Abstract:The human thalamus is a brain structure that comprises numerous, highly specific nuclei. Since these nuclei are known to have different functions and to be connected to different areas of the cerebral cortex, it is of great interest for the neuroimaging community to study their volume, shape and connectivity in vivo with MRI. In this study, we present a probabilistic atlas of the thalamic nuclei built using ex vivo brain MRI scans and histological data, as well as the application of the atlas to in vivo MRI segmentation. The atlas was built using manual delineation of 26 thalamic nuclei on the serial histology of 12 whole thalami from six autopsy samples, combined with manual segmentations of the whole thalamus and surrounding structures (caudate, putamen, hippocampus, etc.) made on in vivo brain MR data from 39 subjects.
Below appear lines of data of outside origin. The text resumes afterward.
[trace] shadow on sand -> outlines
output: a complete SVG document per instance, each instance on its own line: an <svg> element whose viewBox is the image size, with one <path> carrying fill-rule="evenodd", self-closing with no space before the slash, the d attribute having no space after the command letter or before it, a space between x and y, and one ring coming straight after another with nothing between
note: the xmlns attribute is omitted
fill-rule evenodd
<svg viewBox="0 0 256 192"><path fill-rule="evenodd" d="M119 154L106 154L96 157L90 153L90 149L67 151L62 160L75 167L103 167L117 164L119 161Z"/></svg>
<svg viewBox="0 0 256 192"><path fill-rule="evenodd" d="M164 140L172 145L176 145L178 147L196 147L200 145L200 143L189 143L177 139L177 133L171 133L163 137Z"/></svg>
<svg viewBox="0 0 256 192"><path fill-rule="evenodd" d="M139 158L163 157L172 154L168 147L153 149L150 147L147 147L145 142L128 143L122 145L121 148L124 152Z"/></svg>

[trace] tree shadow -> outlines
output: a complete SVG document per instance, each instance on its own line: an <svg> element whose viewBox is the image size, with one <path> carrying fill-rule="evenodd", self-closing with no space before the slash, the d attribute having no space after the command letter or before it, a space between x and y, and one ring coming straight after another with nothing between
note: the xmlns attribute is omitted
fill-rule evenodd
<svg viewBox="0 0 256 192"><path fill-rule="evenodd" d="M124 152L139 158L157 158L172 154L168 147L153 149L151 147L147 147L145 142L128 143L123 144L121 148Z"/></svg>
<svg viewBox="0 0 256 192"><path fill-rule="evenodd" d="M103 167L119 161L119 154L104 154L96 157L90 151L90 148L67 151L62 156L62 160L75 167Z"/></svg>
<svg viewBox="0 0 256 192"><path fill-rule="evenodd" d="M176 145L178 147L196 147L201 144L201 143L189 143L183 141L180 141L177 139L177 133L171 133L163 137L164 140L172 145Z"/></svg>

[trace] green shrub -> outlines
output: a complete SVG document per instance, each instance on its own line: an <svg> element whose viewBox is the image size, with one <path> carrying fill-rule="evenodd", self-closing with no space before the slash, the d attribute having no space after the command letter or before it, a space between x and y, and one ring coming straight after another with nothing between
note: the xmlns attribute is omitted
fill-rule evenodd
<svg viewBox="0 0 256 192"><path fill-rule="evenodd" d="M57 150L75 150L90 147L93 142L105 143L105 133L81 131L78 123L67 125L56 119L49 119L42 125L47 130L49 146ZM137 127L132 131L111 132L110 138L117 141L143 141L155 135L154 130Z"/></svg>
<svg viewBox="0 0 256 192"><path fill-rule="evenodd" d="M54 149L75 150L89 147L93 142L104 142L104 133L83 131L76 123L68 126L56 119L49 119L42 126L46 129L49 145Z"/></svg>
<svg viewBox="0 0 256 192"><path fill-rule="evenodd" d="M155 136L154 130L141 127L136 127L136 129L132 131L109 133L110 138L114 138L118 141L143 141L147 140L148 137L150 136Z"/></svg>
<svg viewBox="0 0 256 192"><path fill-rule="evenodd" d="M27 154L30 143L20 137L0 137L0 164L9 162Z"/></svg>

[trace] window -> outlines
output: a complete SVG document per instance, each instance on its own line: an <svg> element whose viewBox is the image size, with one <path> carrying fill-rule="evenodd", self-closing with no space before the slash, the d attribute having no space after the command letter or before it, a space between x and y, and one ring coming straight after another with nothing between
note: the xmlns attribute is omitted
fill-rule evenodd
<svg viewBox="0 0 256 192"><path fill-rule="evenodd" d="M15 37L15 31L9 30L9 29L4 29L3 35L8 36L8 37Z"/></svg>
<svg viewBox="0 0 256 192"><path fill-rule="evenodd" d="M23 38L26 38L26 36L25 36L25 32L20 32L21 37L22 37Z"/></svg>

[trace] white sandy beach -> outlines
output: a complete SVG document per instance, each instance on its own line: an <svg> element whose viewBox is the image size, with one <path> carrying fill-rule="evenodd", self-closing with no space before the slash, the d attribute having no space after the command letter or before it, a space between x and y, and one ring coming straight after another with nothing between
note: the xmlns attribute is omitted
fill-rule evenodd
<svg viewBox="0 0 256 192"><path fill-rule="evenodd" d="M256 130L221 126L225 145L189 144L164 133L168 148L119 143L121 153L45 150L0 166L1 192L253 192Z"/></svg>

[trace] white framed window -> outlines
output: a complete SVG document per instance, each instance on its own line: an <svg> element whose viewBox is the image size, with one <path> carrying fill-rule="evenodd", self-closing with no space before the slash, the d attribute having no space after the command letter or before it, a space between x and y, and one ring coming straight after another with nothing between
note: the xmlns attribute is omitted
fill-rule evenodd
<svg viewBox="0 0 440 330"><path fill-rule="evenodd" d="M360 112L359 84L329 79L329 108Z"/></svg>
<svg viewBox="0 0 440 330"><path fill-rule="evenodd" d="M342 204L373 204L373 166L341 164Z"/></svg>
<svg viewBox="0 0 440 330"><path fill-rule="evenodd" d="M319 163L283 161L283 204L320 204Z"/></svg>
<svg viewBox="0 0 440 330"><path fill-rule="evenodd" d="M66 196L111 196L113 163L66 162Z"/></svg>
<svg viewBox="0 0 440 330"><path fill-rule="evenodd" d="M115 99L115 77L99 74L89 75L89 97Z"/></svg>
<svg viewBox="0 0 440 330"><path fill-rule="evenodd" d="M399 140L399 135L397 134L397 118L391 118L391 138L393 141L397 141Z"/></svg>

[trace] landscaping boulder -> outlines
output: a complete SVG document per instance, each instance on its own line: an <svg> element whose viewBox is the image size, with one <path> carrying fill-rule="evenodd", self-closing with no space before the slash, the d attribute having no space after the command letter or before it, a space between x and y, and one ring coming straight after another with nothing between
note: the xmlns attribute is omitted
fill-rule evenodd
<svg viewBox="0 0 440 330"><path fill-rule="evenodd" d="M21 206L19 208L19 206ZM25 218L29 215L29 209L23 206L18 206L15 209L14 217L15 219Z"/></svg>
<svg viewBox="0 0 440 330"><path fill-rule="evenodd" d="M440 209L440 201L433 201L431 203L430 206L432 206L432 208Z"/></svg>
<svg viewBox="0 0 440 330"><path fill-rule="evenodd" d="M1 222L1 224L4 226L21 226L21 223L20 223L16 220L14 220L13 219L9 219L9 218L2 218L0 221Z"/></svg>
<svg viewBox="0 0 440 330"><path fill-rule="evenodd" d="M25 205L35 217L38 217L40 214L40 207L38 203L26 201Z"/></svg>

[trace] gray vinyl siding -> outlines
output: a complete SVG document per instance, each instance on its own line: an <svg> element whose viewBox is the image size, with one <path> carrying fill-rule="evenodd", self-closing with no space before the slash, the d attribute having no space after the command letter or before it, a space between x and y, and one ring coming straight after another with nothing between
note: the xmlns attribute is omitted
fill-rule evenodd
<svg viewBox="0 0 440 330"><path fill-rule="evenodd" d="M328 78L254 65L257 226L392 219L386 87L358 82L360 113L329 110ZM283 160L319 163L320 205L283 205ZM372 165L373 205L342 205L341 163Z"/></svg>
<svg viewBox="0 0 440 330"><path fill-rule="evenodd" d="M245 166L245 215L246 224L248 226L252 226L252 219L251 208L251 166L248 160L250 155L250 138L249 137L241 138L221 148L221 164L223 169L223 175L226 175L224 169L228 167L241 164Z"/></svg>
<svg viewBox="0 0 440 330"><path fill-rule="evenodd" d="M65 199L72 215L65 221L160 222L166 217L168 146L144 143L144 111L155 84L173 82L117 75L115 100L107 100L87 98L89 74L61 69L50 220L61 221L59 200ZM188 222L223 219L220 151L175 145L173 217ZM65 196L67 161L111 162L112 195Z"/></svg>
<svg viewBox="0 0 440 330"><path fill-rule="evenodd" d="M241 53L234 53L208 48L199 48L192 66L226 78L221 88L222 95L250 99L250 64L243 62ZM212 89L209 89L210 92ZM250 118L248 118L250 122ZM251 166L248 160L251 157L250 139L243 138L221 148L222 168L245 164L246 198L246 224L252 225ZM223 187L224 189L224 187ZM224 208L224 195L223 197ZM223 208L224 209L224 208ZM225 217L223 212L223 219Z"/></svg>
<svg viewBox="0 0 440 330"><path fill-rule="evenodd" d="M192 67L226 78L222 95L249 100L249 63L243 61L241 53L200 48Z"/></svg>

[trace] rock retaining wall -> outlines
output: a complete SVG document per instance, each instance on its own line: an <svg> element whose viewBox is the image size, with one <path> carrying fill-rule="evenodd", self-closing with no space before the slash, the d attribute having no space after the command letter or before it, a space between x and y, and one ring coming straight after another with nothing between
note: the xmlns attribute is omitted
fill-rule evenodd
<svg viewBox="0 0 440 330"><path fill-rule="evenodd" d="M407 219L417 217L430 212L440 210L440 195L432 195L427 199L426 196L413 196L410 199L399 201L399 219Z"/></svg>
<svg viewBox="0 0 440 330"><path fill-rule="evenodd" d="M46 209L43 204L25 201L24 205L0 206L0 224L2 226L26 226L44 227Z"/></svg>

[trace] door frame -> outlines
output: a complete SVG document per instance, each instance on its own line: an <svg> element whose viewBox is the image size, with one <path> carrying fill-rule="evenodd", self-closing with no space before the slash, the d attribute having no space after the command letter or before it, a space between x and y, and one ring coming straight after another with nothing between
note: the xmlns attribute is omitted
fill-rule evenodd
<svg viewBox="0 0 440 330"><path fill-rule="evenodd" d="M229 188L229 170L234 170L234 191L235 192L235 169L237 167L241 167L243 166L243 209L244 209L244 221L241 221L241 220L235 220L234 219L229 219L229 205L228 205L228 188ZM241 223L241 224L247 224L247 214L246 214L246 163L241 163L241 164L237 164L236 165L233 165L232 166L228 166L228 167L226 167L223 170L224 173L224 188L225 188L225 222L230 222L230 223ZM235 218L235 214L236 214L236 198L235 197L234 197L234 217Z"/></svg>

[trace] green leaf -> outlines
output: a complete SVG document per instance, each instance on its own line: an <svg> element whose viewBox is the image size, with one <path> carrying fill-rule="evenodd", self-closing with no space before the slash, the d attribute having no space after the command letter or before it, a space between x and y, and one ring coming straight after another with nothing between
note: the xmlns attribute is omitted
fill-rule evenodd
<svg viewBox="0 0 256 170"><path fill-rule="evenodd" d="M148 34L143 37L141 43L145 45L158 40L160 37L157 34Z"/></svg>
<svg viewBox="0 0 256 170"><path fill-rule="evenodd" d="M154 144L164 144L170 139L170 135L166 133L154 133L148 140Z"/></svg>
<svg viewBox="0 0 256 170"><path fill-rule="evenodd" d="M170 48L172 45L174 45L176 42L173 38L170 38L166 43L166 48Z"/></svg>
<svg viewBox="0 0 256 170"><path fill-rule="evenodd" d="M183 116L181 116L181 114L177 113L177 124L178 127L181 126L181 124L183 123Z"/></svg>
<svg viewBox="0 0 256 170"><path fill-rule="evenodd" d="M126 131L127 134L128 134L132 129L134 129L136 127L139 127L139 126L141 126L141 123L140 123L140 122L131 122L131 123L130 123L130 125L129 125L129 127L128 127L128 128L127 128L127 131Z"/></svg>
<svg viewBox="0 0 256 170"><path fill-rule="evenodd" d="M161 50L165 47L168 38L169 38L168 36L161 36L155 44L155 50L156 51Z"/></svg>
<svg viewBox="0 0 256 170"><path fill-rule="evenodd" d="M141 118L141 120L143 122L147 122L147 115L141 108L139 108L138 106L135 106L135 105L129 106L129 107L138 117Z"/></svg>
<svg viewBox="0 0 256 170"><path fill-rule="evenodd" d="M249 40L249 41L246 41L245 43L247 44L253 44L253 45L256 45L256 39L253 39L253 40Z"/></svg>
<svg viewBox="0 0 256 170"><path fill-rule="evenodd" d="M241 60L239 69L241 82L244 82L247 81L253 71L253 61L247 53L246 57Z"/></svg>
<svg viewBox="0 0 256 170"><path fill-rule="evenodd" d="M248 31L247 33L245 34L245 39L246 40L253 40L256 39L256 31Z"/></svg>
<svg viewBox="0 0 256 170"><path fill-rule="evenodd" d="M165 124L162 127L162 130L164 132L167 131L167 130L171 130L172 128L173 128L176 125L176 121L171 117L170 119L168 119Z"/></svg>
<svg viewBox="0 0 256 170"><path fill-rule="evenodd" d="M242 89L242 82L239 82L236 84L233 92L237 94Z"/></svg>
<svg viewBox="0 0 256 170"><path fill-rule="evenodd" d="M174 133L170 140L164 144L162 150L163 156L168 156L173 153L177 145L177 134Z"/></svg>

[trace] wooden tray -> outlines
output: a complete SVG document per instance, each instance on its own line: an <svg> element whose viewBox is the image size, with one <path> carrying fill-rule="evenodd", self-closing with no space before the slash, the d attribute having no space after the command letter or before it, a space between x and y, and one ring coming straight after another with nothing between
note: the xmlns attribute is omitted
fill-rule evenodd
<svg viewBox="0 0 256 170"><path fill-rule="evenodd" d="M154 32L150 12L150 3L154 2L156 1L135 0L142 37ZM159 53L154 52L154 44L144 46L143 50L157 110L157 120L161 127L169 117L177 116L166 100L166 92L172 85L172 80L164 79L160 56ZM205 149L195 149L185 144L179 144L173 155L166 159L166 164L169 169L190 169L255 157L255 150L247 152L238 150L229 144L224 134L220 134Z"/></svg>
The 3D structure of the histological data and corresponding manual segmentations was recovered using the ex vivo MRI as reference frame, and stacks of blockface photographs acquired during the sectioning as intermediate target. The atlas, which was encoded as an adaptive tetrahedral mesh, shows a good agreement with with previous histological studies of the thalamus in terms of volumes of representative nuclei. When applied to segmentation of in vivo scans using Bayesian inference, the atlas shows excellent test-retest reliability, robustness to changes in input MRI contrast, and ability to detect differential thalamic effects in subjects with Alzheimer's disease. The probabilistic atlas and companion segmentation tool are publicly available as part of the neuroimaging package FreeSurfer.